Sprawled across 16 square miles of semi-arid plain, the ancient city of Bagan (also called Pagan) is the world's largest group of religious structures. Some 2,500 sacred buildings still stand here, a mere fraction of the 10,000 red-brick temples and pagodas the city boasted during its cultural and economic peak in the 12th and 13th centuries. The many wood houses from that period have disappeared entirely.
In its prime, Bagan was the seat of a flourishing kingdom in Southeast Asia, one distinctly different from the Buddhist civilizations of Tibet and elsewhere. Artisans and monks poured in from all over, and the seeds of Myanmar's national and religious identity blossomed for several centuries until the Mongol invasion of 1287 ended the so-called Bagan Dynasty.
Bagan's art and architecture-including the trademark shikhara, or spire-is rooted in older Indian cultures. Overall, though, it is a more restrained aesthetic, one that emphasizes repeated motifs more than fanciful ornament. Scholars have noted the "ritual monotony" in the city's sheer volume of murals and sculpted Buddhas,* and the many thousands of clay votive tablets that citizens of Bagan, from kings to paupers, contributed to the construction process in hopes of achieving merit. The city's largest pagoda, Nanda, is considered one of the architectural masterpieces of the East.

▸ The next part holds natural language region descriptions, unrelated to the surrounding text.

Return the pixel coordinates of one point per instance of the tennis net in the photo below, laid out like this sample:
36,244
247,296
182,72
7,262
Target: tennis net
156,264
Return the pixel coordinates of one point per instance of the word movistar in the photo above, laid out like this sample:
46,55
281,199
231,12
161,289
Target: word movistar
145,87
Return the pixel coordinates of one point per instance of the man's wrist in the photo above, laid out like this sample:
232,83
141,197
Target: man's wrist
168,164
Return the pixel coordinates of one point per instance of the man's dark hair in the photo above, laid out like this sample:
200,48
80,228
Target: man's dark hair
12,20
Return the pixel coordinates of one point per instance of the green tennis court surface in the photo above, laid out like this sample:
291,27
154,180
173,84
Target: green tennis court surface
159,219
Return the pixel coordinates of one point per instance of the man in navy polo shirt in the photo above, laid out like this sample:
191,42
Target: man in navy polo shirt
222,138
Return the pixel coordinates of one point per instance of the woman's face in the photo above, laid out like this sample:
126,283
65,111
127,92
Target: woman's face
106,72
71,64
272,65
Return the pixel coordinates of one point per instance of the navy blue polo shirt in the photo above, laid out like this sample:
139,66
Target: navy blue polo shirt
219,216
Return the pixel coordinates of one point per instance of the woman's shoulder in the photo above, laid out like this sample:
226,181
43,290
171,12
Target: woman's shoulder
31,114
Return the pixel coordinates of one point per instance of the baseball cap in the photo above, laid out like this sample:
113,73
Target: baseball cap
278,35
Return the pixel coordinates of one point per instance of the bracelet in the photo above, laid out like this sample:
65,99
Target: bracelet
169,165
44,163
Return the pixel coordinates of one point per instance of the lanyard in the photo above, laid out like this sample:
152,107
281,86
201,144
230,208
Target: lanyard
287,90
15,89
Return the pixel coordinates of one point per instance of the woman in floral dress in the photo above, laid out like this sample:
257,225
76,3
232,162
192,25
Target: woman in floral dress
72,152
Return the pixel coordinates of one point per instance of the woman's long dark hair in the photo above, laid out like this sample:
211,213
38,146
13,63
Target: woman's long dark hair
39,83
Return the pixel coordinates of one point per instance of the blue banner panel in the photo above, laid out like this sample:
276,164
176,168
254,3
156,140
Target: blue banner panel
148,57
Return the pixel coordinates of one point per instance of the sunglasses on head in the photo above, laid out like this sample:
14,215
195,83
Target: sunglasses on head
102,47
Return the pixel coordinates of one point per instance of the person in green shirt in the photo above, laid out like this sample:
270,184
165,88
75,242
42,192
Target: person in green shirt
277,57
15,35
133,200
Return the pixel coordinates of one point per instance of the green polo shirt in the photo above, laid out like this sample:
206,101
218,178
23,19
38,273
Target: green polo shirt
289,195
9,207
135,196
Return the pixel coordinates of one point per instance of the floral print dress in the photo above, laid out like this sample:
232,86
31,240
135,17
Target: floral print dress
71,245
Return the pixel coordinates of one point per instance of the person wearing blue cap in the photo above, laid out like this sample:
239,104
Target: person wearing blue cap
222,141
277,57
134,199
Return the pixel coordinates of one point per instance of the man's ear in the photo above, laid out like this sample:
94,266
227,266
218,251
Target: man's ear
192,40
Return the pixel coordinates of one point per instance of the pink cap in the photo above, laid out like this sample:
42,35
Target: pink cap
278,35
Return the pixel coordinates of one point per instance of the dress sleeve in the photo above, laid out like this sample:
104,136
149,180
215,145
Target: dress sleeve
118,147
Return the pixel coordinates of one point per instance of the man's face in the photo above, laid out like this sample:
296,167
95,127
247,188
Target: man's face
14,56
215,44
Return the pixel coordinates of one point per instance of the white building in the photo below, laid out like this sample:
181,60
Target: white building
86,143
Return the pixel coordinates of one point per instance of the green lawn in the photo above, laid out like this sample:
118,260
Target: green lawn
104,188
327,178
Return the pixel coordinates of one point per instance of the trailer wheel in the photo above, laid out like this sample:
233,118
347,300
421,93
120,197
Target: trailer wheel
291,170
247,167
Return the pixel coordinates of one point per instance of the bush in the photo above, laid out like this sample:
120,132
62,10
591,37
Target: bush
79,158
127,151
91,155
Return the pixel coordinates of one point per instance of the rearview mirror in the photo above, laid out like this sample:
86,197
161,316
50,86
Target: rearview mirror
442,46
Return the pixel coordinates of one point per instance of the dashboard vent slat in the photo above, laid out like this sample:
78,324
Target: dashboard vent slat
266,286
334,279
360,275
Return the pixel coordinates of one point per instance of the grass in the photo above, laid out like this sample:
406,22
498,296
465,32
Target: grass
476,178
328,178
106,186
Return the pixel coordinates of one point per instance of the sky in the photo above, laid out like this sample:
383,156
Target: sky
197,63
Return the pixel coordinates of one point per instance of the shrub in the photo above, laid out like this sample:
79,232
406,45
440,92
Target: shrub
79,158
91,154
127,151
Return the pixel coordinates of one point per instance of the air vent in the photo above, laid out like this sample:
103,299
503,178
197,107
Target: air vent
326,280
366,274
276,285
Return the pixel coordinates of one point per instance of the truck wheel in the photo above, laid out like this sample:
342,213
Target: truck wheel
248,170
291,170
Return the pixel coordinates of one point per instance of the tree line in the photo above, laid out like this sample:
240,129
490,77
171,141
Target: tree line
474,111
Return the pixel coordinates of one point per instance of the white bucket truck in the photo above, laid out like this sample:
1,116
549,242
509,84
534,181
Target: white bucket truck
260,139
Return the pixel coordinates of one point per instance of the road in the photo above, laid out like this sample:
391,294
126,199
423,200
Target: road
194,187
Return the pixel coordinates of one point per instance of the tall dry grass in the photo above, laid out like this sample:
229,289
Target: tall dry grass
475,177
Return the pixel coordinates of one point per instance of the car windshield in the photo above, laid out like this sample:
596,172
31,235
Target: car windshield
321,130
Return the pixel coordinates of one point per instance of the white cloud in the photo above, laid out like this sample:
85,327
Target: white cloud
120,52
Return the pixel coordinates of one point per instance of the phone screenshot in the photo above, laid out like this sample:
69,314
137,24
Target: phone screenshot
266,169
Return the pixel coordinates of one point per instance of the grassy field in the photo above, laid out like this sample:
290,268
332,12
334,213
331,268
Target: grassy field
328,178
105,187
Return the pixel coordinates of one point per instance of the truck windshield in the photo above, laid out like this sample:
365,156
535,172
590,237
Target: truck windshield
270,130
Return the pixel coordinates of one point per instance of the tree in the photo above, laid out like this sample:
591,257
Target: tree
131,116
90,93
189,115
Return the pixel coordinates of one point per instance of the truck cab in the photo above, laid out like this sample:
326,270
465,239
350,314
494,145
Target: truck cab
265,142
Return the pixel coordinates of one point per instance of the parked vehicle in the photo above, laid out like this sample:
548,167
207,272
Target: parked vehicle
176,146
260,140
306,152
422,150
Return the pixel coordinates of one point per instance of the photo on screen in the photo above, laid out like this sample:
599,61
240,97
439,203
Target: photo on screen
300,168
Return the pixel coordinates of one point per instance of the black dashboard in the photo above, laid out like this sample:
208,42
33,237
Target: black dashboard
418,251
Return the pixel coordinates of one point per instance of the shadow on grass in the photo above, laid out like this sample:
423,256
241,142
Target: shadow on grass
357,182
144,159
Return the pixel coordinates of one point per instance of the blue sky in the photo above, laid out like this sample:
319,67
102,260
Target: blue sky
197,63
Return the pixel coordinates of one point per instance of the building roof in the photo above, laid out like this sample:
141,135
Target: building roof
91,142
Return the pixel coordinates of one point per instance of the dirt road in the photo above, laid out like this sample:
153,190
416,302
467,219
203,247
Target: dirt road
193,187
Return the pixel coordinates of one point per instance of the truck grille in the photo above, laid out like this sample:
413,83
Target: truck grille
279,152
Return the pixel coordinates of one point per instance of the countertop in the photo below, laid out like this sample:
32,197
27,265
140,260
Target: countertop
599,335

These days, the brick temples are strung with lights that glow after sundown. Especially viewed from above, Bagan is unlike any landscape on earth. As striking as it must have appeared centuries ago, Marco Polo (probably the first Westerner to hear of the city) was careful also to note the sound, reporting that “round the whole circuit were little gilded bells that tinkled every time the wind blew through them."